Review: Beirut | The Rip Tide

by Eliza C. Thompson

Since their formation in 2006, Beirut has done a lot of traveling, at least musically speaking. The band’s grand tour started in the Balkans with Gulag Orkestar, then moved west to France with 2007’s The Flying Club Cup, and finally ended in southwest Mexico on 2009’s March of the Zapotec EP. After spending the past five years as musical nomads, it seems Zach Condon and company might be ready to settle down. Their third LP The Rip Tide (Pompeii) doesn’t really sound like anything except Beirut, and for a band that’s been globe-trotting all over looking for their sound, that’s an impressive achievement.

“A Candle’s Fire” opens the album in true Beirut style, with a short accordion melody and powerful brass fanfare that quickly backs off to make way for Condon’s smooth, ukulele-accompanied vocals. The song’s greatest strengths—instrumental breaks as the chorus, soaring bridge as the climax—are details the band have used before, but their origins here seem related specifically to the band’s own ideas. The group also makes great use of their unconventional instrumentation on songs like the title track, which features a one-minute-plus orchestral intro before Condon begins his melancholic crooning. 

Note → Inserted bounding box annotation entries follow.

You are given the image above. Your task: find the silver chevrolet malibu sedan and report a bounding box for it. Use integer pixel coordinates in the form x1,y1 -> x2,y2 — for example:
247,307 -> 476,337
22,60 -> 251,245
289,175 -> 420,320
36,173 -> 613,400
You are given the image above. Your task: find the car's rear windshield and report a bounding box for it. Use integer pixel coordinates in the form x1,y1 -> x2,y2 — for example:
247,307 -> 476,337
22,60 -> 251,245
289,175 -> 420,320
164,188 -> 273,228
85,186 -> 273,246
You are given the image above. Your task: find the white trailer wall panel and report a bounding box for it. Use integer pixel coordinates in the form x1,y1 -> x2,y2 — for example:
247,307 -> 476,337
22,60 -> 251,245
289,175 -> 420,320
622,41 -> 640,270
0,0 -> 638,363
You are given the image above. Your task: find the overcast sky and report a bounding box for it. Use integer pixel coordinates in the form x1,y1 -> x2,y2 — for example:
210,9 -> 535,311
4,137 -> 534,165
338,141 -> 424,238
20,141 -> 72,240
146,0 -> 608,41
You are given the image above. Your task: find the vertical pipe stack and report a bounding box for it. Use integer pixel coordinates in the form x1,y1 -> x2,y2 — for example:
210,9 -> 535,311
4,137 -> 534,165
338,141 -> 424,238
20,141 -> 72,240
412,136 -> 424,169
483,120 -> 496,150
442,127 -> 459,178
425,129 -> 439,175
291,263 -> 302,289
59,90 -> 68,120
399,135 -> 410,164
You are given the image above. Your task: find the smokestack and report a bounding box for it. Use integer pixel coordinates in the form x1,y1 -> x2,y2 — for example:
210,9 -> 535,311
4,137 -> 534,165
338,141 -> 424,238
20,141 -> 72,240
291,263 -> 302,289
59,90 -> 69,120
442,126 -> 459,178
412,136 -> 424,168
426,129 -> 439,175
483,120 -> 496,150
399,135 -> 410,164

The album isn’t all big-band folk and string interludes, though. “Santa Fe” is a catchy, straightforward pop love letter to Condon’s hometown that sounds like a more sophisticated iteration of the electro-pop hat the band tried on with their Realpeople-Holland EP. The upbeat “Vagabond” actually features handclaps, while “Goshen” is a slow, emotional ballad full of piano and a relatively quiet brass section. Beirut has always been adept at synthesizing their influences into great music, but until now, it was easy to figure out what they were imitating. The Rip Tide is proof that the band has plenty of their own originality to show off now that their feet are a little more firmly planted.